During successful inhibition, there were no effects of age group on activity in two other brain regions: the right nucleus accumbens and the left ventrolateral prefrontal cortex. Healthy subjects showed greater activation in these areas than bipolar patients. The nucleus accumbens has been associated with responsiveness to reward, but since there was no incentive associated with the task, it is unclear why there would be an effect on diagnosis. Excluding depressed patients did not change the result, ruling out that this subgroup is less responsive to reward as previously suggested in a study of adolescents with unipolar depression (7).

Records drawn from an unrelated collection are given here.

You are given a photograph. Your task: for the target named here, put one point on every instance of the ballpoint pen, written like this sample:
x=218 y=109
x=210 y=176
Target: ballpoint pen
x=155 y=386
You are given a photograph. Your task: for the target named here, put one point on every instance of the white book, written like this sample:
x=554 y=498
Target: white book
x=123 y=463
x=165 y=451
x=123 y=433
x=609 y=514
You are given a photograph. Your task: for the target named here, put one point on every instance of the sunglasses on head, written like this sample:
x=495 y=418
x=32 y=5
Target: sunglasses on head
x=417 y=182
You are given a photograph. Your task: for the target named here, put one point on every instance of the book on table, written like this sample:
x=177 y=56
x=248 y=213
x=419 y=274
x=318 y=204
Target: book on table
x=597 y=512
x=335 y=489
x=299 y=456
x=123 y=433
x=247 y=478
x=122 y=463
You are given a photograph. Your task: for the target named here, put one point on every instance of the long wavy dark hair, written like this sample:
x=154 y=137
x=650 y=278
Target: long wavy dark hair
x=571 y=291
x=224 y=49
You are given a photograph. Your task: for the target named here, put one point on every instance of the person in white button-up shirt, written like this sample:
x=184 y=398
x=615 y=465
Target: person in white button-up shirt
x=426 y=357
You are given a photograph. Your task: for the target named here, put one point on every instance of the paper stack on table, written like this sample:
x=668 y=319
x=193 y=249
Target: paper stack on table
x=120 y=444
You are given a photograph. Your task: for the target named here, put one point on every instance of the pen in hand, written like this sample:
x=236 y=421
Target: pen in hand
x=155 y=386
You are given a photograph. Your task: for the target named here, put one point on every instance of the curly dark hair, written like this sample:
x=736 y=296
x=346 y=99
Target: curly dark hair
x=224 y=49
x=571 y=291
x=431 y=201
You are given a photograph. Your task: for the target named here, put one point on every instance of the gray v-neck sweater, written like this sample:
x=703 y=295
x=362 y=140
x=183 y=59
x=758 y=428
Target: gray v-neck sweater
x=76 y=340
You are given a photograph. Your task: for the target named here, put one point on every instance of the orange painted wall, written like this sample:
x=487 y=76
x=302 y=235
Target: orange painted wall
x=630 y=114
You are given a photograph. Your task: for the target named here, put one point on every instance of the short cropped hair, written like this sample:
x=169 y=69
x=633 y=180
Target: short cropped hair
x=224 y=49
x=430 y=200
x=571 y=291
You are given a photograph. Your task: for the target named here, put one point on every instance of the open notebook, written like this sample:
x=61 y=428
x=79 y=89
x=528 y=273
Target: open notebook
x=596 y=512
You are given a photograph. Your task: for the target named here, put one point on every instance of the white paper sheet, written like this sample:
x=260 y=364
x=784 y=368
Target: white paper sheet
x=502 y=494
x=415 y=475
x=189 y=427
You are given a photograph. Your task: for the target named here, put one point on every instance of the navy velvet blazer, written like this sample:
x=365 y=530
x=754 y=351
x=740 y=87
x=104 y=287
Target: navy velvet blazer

Higher activation in the left ventrolateral prefrontal cortex has been associated with successful interference suppression in both ADHD and healthy comparison children (8). Despite the fact that none of the participants in the Weathers et al. study had ADHD, the alterations in the inhibitory circuit in these participants are strikingly similar to the circuitry changes observed in individuals with ADHD who do not have mood disorders (8, 9).

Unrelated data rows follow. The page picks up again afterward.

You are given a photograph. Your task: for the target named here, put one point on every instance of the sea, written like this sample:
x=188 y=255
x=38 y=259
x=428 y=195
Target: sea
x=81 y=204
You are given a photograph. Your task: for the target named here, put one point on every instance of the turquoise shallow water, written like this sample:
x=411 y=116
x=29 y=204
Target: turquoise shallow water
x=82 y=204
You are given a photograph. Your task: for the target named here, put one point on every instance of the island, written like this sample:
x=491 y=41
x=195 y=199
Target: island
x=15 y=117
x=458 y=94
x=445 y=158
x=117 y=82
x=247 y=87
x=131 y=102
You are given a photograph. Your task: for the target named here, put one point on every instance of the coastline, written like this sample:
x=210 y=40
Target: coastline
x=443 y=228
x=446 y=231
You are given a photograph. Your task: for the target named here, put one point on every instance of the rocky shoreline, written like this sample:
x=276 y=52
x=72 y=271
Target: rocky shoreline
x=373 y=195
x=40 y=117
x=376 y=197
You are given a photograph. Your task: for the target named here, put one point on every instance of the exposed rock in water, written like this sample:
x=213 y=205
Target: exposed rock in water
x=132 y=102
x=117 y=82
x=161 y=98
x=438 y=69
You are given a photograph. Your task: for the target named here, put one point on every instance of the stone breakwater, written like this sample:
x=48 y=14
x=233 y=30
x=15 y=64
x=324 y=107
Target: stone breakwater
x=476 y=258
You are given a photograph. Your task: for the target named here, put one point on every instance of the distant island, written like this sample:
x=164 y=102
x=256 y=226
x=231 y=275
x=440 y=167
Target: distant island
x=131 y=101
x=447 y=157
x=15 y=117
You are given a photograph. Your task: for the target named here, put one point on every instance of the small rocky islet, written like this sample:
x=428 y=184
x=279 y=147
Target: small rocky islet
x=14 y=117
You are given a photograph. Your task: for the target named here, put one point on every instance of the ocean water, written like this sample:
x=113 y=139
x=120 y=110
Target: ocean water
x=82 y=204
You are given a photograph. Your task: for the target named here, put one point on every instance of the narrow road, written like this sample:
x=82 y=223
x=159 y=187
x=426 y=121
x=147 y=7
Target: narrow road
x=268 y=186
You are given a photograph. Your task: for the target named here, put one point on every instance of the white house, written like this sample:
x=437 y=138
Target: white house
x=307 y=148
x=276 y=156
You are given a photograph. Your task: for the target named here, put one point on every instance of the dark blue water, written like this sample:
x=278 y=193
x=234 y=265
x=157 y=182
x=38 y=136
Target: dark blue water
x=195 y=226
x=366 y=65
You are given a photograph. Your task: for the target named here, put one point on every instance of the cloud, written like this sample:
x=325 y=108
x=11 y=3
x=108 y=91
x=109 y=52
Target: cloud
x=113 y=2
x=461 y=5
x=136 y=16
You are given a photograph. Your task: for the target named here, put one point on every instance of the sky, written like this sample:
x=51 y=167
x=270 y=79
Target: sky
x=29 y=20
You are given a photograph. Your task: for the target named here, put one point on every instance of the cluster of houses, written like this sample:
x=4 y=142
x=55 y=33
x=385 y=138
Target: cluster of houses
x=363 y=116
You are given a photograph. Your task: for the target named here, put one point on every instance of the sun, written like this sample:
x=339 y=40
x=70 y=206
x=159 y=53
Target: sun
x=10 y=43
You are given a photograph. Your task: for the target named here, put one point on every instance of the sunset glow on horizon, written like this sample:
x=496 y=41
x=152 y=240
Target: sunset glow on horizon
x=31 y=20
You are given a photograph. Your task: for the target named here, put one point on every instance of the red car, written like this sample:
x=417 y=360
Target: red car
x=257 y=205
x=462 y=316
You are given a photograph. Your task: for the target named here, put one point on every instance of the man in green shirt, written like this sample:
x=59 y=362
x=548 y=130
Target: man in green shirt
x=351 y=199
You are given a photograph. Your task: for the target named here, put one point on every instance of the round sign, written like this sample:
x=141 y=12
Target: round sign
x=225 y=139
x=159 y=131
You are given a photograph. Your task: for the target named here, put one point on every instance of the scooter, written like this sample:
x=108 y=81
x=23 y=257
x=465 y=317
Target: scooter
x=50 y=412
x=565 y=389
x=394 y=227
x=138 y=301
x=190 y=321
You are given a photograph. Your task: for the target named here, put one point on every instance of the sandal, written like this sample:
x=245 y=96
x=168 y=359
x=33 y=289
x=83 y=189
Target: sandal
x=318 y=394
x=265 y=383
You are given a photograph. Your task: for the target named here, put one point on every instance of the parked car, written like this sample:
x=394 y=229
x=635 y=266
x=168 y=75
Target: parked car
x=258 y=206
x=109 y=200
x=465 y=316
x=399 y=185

Kim et al. examined emotional processing using a simple task in which the participant is instructed to identify the gender of a person in a photograph. The participant is not told anything specific regarding the emotional expression of the person, and thus he or she implicitly processes the different emotions (fearful, angry, neutral). The amygdala is strongly activated by the presentation of fearful or angry faces. Indeed, this occurs even when the face is presented subliminally (10). In this study, regardless of the type of facial expression, bipolar children had greater right amygdala activation than both bipolar adults and healthy children, while bipolar adults and healthy comparison subjects did not differ from each other. Regardless of age group, bipolar patients had greater amygdala activity in response to fearful expressions than comparison subjects, while there were no differences between the groups in response to angry or neutral emotions. This suggests that in childhood, bipolar disorder is characterized by amygdala hyperactivity in response to all emotions, but in adulthood, there is a more specific overreactivity in response to fearful faces.

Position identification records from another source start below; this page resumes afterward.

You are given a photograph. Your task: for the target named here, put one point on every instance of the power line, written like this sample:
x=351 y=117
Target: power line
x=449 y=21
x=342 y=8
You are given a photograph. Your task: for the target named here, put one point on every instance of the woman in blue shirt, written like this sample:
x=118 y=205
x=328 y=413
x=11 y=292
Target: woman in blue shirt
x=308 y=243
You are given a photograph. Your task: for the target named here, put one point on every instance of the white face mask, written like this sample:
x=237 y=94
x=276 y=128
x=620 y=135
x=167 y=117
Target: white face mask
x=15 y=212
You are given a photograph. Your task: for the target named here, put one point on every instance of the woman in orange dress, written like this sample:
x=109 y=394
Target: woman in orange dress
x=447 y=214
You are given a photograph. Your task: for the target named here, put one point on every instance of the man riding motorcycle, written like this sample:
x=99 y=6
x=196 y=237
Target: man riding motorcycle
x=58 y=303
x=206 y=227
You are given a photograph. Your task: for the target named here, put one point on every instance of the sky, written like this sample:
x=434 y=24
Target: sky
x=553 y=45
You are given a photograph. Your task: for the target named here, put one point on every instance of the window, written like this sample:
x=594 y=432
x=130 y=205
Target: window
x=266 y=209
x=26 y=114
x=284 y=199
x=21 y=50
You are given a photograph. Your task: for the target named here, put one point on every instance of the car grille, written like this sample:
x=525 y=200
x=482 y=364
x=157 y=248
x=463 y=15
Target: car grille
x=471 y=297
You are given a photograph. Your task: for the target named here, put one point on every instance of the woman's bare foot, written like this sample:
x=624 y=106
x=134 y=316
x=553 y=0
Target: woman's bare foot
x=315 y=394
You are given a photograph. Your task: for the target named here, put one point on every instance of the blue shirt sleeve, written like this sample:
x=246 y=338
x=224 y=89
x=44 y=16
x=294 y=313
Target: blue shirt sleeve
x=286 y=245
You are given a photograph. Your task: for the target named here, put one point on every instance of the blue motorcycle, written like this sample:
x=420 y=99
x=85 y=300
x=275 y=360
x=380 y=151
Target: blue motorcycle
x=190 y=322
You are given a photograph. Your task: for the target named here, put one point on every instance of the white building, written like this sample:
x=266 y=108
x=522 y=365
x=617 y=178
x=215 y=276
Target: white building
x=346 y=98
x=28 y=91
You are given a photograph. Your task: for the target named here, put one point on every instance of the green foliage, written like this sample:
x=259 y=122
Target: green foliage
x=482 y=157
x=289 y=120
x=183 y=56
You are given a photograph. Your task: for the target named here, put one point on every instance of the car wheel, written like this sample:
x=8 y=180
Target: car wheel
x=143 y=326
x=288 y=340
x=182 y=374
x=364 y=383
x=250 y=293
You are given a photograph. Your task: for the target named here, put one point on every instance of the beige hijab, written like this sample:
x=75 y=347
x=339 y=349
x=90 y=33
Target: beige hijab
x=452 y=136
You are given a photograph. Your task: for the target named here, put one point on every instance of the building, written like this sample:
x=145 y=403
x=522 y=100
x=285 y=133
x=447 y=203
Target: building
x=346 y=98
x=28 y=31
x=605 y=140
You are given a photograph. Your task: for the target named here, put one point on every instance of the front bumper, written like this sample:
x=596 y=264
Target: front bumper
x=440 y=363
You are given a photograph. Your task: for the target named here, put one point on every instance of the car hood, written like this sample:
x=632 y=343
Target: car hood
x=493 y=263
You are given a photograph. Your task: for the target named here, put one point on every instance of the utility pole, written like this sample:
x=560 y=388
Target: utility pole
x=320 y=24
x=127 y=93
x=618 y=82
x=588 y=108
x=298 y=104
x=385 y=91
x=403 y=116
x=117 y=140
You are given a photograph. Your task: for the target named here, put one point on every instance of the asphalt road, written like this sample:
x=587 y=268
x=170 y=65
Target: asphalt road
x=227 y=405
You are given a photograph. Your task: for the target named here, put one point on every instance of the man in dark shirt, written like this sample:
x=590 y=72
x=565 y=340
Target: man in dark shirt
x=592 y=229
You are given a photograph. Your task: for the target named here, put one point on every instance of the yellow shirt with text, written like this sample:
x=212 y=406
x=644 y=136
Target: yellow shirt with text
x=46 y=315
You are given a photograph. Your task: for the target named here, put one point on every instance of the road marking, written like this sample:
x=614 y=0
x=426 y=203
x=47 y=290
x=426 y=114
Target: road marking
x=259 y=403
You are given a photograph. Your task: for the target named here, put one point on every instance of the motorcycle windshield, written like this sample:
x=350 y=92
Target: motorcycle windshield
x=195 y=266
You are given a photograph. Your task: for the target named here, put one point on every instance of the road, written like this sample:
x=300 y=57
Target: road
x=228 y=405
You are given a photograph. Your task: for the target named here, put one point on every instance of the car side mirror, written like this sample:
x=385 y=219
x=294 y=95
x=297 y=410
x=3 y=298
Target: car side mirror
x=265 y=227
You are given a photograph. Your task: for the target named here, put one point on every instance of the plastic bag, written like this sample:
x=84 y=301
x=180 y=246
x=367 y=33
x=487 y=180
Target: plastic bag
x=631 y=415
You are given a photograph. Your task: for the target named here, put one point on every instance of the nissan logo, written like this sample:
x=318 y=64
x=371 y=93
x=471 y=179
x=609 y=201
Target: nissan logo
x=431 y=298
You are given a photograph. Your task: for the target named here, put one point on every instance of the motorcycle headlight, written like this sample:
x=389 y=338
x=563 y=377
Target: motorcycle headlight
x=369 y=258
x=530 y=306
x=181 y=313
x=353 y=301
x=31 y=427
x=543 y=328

Given the high prevalence of ADHD in the pediatric bipolar sample in the Kim et al. study, it is important to bear in mind that recent work has shown that adolescents with ADHD without mood disorder also exhibit increased amygdala activity relative to healthy comparison subjects in response to presentation of angry faces as well as less connectivity between the amygdala and ventrolateral prefrontal cortex (11). Increased amygdala reactivity is also a feature of anxiety disorders (12). The key lesson of these two studies may be that we are not imaging diseases per se but the parts of the circuitry of inhibitory control and emotional responsiveness that are perturbed by the disorders. These two processes are most likely disturbed in a wide range of conditions, including ADHD and anxiety and mood disorders. The orange glow we see superimposed on the brain image is perhaps analogous to the white spots one sees on a chest X-ray of a patient with pulmonary disease. We know that region of the lung is disturbed, but we cannot say from the image alone whether the underlying process is bacterial, viral, cancerous, or toxic without further study. More complex, these brain circuits may not be disturbed in and of themselves but rather are reacting to some other disease process. For instance, the anterior cingulate cortex may become altered in both ADHD and bipolar disorder (and thus both disorders show poor inhibitory control), but different pathophysiological processes in each disorder ultimately alter functioning in this region. Thus, imaging may not provide a diagnostic test for a disorder but may provide a biomarker that relates to symptoms and can possibly be used to predict treatment outcome. As the authors of both articles point out, the next step involves longitudinal studies of children in the early stages of bipolar disorder (ideally before mood stabilizing treatment begins), with repeated neuroimaging through adulthood. The authors of these important studies are to be commended for setting us on this long road.